Comorbidities were common in those COVID-19 cases admitted to Australian sentinel hospitals (general ward or ICU), with 78% recording at least one of the specified comorbidities; only 9% recorded no comorbidity. The proportion of hospitalised cases with no known comorbidity recorded in U.S hospital surveillance system COVID-NET was also reportedly 9%. By contrast, in the UK, 22.5% of 20,133 hospitalised COVID-19 cases had no recorded comorbidities. This UK study reports similar prevalence estimates for key comorbidities amongst hospitalised COVID-19 patients as found in Australian data. In sentinel Australian sites, chronic cardiac disease occurred in 29% of hospitalised cases (30.9% in the UK), diabetes in 32% (20.7% UK) and chronic respiratory disease (including asthma) in 31% of hospitalised cases (32% UK study).

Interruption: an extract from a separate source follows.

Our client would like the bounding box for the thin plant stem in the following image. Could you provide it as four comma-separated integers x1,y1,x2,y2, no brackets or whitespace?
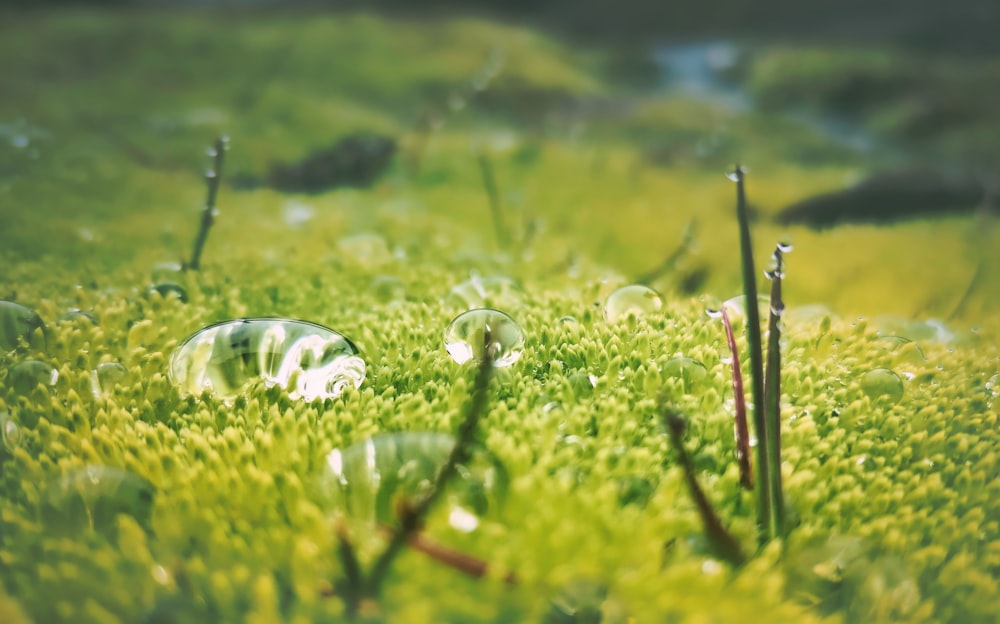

Compared to ward-admitted patients, we observed higher prevalence rates amongst those admitted to ICU for almost all specified comorbidities
(Table 7). A history of smoking (current or past smoker) was identified in 31% of those hospitalised (52/166) and 14% those admitted to ICU (41/292).

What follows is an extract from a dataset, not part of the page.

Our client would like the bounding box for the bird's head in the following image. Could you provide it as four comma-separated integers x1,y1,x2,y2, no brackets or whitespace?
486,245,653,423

COVID-19 Australia: Epidemiology Report 22 Fortnightly reporting period ending 2 August 2020: The symptoms reported by COVID-19 cases in Australia are consistent with a mild respiratory infection in the majority of cases. The principal symptoms reported in cases (Figure B.1) were cough (42%), fever (30%), sore throat (27%) and headache (20%). Other symptoms reported include malaise, lethargy or fatigue (20%) and loss of taste or smell (10%). These are currently not standard fields in NNDSS, and are likely to under-represent those presenting with these symptoms. A small number of cases reported more severe symptoms, with pneumonia and/or acute respiratory disease (ARD) reported in 2% of cases and in 15% of deaths.